炭素数3以上のアルキル基としては、例えば、上記R11~R14におけるアルキル基と同様の直鎖、分岐又は環状のアルキル基が挙げられる。
これらの中でも、優れた溶解性を付与する観点から、炭素数3以上8以下のアルキル基が好ましく、グラム吸光係数の観点から炭素数3又は4のアルキル基であるプロピル基、イソプロピル基、n-ブチル基、イソブチル基、sec-ブチル基、tert-ブチル基が好ましく、プロピル基、sec-ブチル基がより好ましく、sec-ブチル基がさらに好ましい。
【0034】
本発明の化合物は、有機溶媒に溶解する化合物であることが好ましい。
有機溶媒としては、例えば、芳香族炭化水素類(例えば、トルエン、キシレン等)、ケトン類(メチルエチルケトン、アセトン、シクロヘキサノン、2-ヘプタノン、3-ヘプタノン等)、エーテル類(例えば、プロピレングリコールモノメチルエーテルアセテート、メチルセロソルブアセテート、エチルセロソルブアセテート、プロピレングリコールモノメチルエーテル等)、エステル類(例えば、3-エトキシプロピオン酸メチル、3-エトキシプロピオン酸エチル、乳酸エチル、酢酸エチル、酢酸ブチル、3-メトキシプロピオン酸メチル等)及びこれらの2種以上の混合溶媒が挙げられる。
【0035】
本発明の化合物の製造方法について、以下に合成方法の一例を挙げて説明するが、本発明の化合物の製造方法は下記方法に限定されるものではない。また、後述の反応を行う際に、当該部位以外の官能基については、必要に応じてあらかじめ適当な保護基により保護しておき、適当な段階においてこれを脱保護してもよい。
【0036】
本発明の化合物は、例えば、下記に示す一般式(10)と、一般式(11)及び(11′)とを反応させることにより製造することができる。
【0037】
【化5】
【0038】
上記一般式(10)中、ヒドロキシル基は、ナフタレン骨格の1位から8位のいずれに結合していてもよい。
上記一般式(10)で表される化合物は、市販のものを適宜用いることができる。
【0039】
上記一般式(11)及び(11′)中のR、R、R及びRは、それぞれ一般式(1)におけるR、R、R及びRと同義であり、それぞれ一般式(2)を表す。
【0040】
上記一般式(11)及び(11′)で表される化合物の製造方法は特に限定されない。例えば、特表2012-501326号公報、CN103936793A等に記載の方法で製造することができる。
【0041】
一般式(10)で表される化合物と、一般式(11)及び(11′)で表される化合物とを反応させる条件などは特に限定されない。反応は、通常、酸触媒下で、溶媒中で行われる。
【0042】
上記酸触媒としては、特に限定されない。例えば、p-トルエンスルホン酸、メタンスルホン酸、トリフルオロ酢酸、ジクロロ酢酸、トリクロロ酢酸、トリフルオロメタンスルホン酸、ベンゼンスルホン酸、ナフタレンスルホン酸、ナフタレンジスルホン酸、ピリジニウムp-トルエンスルホナート等の有機酸が挙げられる。
【0043】
上記溶媒としては、該反応に対して不活性な溶媒であればよく、特に限定されない。例えば、ジクロロエタン、トルエン、キシレン、エタノール、イソプロピルアルコール、アセトニトリル等が挙げられる。

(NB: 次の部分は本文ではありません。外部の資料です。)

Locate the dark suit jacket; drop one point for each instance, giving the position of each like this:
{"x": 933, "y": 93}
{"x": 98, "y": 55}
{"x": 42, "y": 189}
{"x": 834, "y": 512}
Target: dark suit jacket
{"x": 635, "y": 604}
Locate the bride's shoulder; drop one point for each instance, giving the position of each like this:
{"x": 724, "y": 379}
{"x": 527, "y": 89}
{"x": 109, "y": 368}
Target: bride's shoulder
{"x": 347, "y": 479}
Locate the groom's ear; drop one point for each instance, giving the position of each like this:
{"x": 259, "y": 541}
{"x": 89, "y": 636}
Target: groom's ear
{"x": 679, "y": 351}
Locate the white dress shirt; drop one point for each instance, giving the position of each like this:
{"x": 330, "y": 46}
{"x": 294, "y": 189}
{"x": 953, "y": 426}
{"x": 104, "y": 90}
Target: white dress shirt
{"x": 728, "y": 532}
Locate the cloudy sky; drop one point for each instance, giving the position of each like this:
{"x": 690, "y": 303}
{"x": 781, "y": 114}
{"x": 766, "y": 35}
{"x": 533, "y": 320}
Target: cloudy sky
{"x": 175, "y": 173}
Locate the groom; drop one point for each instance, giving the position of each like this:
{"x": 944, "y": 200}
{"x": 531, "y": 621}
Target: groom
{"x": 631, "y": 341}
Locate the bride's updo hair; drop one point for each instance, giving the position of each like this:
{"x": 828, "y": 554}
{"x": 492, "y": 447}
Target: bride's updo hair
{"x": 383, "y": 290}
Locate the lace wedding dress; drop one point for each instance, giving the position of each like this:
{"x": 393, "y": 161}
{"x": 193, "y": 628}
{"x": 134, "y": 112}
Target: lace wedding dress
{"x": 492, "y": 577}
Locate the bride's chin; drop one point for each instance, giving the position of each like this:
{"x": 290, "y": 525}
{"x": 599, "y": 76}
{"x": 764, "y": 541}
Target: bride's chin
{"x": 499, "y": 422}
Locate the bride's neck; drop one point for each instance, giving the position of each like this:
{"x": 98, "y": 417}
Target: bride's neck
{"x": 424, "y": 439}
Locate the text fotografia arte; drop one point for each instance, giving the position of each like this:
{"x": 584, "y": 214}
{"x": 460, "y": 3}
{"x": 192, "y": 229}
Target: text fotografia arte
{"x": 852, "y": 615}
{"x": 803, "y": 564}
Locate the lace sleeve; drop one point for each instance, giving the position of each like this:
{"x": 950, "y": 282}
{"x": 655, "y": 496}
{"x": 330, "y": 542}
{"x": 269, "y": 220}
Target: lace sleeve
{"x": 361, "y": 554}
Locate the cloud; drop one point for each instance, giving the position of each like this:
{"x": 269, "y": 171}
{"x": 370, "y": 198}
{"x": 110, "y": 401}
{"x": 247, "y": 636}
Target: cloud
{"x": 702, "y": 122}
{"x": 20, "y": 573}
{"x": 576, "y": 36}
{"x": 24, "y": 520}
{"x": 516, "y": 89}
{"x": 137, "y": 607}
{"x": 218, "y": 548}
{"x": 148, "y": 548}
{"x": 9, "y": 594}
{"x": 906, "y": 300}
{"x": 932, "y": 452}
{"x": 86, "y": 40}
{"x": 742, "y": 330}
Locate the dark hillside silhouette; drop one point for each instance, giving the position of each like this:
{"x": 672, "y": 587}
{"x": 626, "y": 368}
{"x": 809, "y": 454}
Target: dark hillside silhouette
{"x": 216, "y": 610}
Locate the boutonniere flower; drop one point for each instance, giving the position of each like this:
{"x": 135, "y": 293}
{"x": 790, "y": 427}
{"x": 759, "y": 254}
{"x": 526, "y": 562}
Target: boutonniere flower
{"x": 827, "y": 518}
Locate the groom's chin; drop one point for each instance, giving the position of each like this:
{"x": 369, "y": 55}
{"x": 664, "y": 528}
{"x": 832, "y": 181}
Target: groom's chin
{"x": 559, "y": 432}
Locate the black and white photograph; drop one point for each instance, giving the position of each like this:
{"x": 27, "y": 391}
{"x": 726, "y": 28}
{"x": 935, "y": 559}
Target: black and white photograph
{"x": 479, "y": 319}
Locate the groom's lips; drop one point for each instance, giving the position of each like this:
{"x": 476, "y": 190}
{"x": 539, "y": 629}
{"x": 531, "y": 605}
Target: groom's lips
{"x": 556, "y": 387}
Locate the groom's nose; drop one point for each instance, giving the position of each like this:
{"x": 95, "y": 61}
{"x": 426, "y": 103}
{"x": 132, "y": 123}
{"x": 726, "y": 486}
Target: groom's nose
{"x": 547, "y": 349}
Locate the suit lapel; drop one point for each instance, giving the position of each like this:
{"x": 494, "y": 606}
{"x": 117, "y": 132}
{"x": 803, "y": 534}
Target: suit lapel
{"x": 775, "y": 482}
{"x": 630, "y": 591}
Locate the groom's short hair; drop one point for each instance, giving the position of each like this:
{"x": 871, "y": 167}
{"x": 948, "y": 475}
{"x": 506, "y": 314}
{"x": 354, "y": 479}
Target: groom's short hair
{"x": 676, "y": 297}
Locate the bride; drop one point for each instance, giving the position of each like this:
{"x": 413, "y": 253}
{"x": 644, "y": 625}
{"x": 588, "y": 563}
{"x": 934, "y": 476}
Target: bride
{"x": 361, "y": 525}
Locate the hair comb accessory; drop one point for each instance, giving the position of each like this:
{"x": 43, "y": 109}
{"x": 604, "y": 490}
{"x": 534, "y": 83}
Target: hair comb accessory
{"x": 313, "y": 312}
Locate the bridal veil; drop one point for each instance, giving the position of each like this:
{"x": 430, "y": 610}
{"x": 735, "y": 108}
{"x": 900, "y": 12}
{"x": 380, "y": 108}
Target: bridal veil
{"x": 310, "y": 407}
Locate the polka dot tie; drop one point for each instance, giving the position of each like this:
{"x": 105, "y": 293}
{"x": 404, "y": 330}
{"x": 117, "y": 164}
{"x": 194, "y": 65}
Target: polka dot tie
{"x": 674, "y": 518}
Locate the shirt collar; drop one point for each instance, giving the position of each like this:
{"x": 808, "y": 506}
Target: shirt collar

反応の際の温度は、20~100℃とすることができ、30~70℃が好ましい。反応時間は、1~24時間とすることができ、1.5~5時間が好ましい。
なお、反応系内に、オルトギ酸トリメチル等の脱水剤を添加することにより、反応効率を向上させることができる。
【0044】
上記の製造方法における生成物の単離や精製は、通常の有機合成で用いられる方法、例えば濾過、抽出、洗浄、乾燥、濃縮、結晶化、各種クロマトグラフィー等を適宜組み合わせて行うことができる。
【0045】
本発明の化合物は、20℃におけるトルエンに対する溶解度が3g/L以上であることが好ましく、5g/L以上であることがより好ましく、8g/L以上であることがさらに好ましく、10g/L以上であることが特に好ましい。また、本発明の化合物は、20℃における酢酸エチルに対する溶解度が0.5g/L以上であることが好ましく、1g/L以上であることがより好ましく、2g/L以上であることがさらに好ましく、3g/L以上であることが特に好ましい。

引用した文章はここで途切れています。